Inside the darkly beautiful world of Mikhail Vrubel
The text below is the excerpt of the book Mikhail Vrubel (ISBN: 9781639199693), written by Mikhaïl Guerman, published by Parkstone International.
“The past looks passionately into the future.» – Alexander Blok
The artist Sergei Sudeikin recalled that, although the Vrubel room at the 1906 Salon d’Automne in Paris was almost always deserted, Pablo Picasso stood there for hours. Such attention paid to a Russian artist wholly unknown in France on the part of a man who, while still young, had already earned himself a reputation as a bold shaker of principles is conclusive evidence of the start of a new dialogue between the West and Russia.

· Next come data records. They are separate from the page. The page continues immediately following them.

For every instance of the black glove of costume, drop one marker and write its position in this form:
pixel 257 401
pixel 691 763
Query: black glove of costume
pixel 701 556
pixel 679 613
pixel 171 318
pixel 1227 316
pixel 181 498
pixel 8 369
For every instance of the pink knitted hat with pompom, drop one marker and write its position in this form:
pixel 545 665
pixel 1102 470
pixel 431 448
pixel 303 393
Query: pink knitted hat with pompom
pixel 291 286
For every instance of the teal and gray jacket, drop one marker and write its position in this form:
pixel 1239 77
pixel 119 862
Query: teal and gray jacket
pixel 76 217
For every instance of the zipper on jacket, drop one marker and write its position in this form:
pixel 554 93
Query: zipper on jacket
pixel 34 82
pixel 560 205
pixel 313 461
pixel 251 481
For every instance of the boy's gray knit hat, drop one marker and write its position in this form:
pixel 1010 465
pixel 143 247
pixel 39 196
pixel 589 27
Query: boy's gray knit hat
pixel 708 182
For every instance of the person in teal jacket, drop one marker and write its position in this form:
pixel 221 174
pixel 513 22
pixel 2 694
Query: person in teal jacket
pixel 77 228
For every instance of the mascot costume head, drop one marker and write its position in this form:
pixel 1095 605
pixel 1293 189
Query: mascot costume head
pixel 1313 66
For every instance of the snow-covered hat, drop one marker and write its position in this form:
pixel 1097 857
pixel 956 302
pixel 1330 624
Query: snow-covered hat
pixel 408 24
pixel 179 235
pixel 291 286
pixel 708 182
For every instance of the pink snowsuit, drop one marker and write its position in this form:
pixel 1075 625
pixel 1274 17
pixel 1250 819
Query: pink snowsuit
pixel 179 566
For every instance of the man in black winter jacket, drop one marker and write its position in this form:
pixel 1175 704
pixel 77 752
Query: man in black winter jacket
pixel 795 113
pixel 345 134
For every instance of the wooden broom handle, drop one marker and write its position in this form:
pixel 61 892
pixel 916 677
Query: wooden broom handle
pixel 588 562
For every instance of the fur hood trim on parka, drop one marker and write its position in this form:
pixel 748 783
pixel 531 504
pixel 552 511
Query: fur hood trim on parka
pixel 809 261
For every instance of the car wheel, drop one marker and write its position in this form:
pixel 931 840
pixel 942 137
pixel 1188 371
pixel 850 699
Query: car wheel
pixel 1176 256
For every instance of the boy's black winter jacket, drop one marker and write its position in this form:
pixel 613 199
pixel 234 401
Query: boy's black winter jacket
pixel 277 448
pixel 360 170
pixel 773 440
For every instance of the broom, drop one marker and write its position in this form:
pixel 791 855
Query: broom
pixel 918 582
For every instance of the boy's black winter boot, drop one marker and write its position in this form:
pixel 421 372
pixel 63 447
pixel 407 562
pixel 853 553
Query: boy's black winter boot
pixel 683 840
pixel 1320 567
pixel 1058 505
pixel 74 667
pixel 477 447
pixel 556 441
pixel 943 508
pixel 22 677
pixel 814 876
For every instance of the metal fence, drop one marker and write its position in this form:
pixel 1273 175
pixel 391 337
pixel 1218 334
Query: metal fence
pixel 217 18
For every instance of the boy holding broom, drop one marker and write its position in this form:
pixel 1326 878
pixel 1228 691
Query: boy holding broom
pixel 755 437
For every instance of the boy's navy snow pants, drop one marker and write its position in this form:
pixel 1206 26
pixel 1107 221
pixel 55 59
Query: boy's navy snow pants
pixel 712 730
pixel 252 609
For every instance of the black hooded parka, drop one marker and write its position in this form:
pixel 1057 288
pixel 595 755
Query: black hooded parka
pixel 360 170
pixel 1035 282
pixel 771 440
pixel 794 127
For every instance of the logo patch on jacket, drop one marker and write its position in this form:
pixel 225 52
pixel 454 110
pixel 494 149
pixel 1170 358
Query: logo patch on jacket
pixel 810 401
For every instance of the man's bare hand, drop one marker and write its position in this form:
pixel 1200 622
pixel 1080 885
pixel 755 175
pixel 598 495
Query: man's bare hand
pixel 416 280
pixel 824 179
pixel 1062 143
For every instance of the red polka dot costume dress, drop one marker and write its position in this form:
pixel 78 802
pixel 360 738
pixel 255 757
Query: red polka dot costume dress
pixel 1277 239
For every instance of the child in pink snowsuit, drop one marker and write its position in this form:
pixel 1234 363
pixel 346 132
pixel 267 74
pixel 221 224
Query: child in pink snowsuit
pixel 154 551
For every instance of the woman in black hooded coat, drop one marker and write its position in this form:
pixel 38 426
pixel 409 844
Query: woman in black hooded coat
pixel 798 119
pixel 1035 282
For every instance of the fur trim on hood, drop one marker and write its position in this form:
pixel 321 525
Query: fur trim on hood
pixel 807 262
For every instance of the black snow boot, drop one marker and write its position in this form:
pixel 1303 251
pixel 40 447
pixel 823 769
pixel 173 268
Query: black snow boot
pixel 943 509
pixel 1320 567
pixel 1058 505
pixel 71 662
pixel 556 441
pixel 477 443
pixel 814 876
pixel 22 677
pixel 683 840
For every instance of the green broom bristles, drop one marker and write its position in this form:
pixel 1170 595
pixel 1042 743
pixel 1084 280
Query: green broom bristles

In his native land, few recognised Vrubel as an artist of exceptional talent. During his lifetime, he was poorly understood and little appreciated. In the early twentieth century, Russian painting was beginning to be taken seriously, and not only in Russia itself, and not only those fashionable artists who came to be called “Futurists” (in other words, the future exponents of the “classic Avant-garde”), but also those who stood apart from any mainstream movements. Russian culture had long, and justly, been greatly respected in Western Europe as mainly a culture of the written word, a literary culture. Since Turgenev’s time, Russian literature had occupied a serious place in the minds of enlightened readers.

Vrubel’s art was always at odds with the age. His paintings and drawings are evidence of a deep, burning individuality, multifaceted (often bombastic) symbolism, the affected ennui of the Art Nouveau, high tradition, yet with the obvious conformity of a salon painter. While his art was clearly of its time, sometimes paying tribute to it, even to excess, it was rooted in the classical tradition while para doxically being drawn toward the future. It combined the philosophical attitude and moral tension, inherent in Russian culture, with bold searches for new formal means of expression, something rare in Russian art. In a period when membership of one grouping or another and adher – ence to one platform or another were the norm, Vrubel’s loyalty was purely to himself.

Like Gogol, Alexander Ivanov, and Dostoyevsky, Vrubel never did create the great work of which he dreamed all his life – the great Demon. In general, he left relatively few completed works, and the majority of these are hardly worthy of his genius. Perhaps it was a period when an artist like Vrubel expressed himself more in the process of creation than in the paintings themselves.